“I’m glad to hear you’re recovering.” He stepped in the room.
Too close. She put up a hand to stop him. “I’m sorry, but without a chaperone...”
“Of course.” He backed away. “I will call for Mrs. Calloway or Amanda.”
“Don’t bother them.” Though her voice came out petulant, she couldn’t regret it. After all, he had caused this.
An awkward silence followed. She pulled the quilt higher though she wasn’t cold. He shifted his weight from foot to foot.
Finally, he cleared his throat. “I’m glad the cough has left. Is the pain better?”
She hated to admit that it was. “Somewhat, but Dr. Van Neef said it will take some time before I’m back to normal.”
“Naturally.” He looked around the room. “You must find such a small space confining.”
“You can’t imagine.” She pressed a hand to her mouth. The last thing she needed was to agree with anything he said.
His lips curved slightly. “Might I at least give you this gift?”
“Why would you think it necessary to give me anything?”
He set down the package on the bureau and retreated. “It’s from all of us, but especially Sadie.”
“Oh.” Now she felt terrible.
“The red ribbon was her idea. She said you look pretty in red.” He grinned, and that irresistible sparkle returned to his eyes. “I happen to agree.”
Pearl had to duck her head to hide the heat rising in her cheeks. How was she supposed to stay angry with him when he said things like that? “She is well, then? And Cocoa?”
“Both in excellent health. Sadie is showing no ill effects from the incident other than asking a great many questions.”
“Questions about what?” Pearl picked at the sad fringe on her shawl.
“Ah, that is for her uncle to know.”
“And me to find out?” Pearl challenged. Something about the man brought out the fighting spirit in her.
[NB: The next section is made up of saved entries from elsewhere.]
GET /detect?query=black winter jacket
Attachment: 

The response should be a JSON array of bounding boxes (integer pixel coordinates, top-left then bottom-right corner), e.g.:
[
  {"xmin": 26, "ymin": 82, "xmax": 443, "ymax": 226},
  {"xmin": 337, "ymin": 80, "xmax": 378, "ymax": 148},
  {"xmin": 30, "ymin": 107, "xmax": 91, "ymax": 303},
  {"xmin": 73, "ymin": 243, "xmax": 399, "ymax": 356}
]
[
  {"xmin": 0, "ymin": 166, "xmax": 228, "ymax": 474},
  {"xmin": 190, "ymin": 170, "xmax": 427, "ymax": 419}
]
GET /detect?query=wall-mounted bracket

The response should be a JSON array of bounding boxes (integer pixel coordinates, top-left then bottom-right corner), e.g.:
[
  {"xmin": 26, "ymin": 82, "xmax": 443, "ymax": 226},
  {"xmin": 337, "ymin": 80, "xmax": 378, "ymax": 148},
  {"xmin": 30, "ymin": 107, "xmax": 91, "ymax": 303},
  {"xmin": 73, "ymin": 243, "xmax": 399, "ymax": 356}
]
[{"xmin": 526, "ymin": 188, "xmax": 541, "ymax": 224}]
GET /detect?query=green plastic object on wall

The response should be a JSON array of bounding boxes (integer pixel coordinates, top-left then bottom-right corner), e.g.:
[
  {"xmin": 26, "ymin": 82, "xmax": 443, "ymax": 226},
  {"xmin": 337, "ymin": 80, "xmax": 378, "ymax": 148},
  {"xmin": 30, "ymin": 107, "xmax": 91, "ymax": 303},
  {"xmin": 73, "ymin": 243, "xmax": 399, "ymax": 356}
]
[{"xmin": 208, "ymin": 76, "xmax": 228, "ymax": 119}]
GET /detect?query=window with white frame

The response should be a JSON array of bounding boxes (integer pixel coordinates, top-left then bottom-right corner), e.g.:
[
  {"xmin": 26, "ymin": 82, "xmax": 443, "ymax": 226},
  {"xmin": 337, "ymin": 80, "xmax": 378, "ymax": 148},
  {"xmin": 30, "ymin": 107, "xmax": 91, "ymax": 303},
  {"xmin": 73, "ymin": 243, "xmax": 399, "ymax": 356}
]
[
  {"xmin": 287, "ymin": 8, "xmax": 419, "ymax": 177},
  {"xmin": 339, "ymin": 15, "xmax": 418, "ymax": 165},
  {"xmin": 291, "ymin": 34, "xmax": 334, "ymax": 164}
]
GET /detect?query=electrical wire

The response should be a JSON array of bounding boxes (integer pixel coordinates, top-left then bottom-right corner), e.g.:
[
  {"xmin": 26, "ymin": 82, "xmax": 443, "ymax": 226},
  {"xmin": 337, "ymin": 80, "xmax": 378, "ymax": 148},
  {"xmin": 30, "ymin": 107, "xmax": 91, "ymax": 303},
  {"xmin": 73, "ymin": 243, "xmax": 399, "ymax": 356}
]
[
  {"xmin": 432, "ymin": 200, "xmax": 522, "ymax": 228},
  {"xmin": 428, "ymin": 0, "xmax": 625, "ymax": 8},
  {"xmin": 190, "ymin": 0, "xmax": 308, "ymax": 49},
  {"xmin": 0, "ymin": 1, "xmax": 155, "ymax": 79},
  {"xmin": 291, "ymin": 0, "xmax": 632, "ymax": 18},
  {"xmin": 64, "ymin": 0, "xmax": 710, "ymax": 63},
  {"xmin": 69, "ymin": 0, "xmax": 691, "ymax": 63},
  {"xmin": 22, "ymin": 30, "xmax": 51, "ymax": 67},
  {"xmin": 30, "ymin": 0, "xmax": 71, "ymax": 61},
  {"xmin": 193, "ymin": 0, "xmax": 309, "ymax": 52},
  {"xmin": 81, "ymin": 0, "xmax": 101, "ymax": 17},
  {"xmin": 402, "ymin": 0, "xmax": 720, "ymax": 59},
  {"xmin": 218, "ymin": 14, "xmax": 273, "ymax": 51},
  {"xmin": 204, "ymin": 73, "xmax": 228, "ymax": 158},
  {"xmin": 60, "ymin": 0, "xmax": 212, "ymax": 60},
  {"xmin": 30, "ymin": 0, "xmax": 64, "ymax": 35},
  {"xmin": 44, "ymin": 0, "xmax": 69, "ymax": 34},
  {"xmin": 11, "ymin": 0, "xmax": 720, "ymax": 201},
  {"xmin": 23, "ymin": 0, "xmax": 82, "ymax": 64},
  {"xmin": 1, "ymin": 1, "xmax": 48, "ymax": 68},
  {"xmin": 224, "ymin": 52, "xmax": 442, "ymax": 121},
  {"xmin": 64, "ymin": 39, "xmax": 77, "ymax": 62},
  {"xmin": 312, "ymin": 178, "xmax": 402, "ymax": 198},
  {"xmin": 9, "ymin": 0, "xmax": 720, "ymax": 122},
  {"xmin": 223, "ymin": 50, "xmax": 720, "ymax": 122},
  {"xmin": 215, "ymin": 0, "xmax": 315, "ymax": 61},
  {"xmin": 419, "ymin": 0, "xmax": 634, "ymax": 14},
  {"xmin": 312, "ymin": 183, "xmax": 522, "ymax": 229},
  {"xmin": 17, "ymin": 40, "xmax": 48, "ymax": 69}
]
He laughed. “That’s the Pearl I love.”
Love? That word made her stiffen. Could those feelings she had for him truly be love? Could the fact that he displaced everything else in her mind indicate the sort of affection that would last a lifetime? Or was this one of those passing fancies that led to heartbreak? After all, he could not be trusted to take care of the innocent and vulnerable. Why should she trust him with her heart?
She turned her face away from the door. “I’m tired. Please let me rest.”
He hesitated, probably waiting for her to relent. She could not. To give in would be to accept and condone such carelessness. No, she’d made up her mind. Her life would be dedicated to her students. There was no room in it for a man who’d proven faithless.
Even though he had come back for her.
Chapter Twenty-Four
Pearl greeted the news that the church had reopened with some satisfaction. Amanda reported the building full for the first service.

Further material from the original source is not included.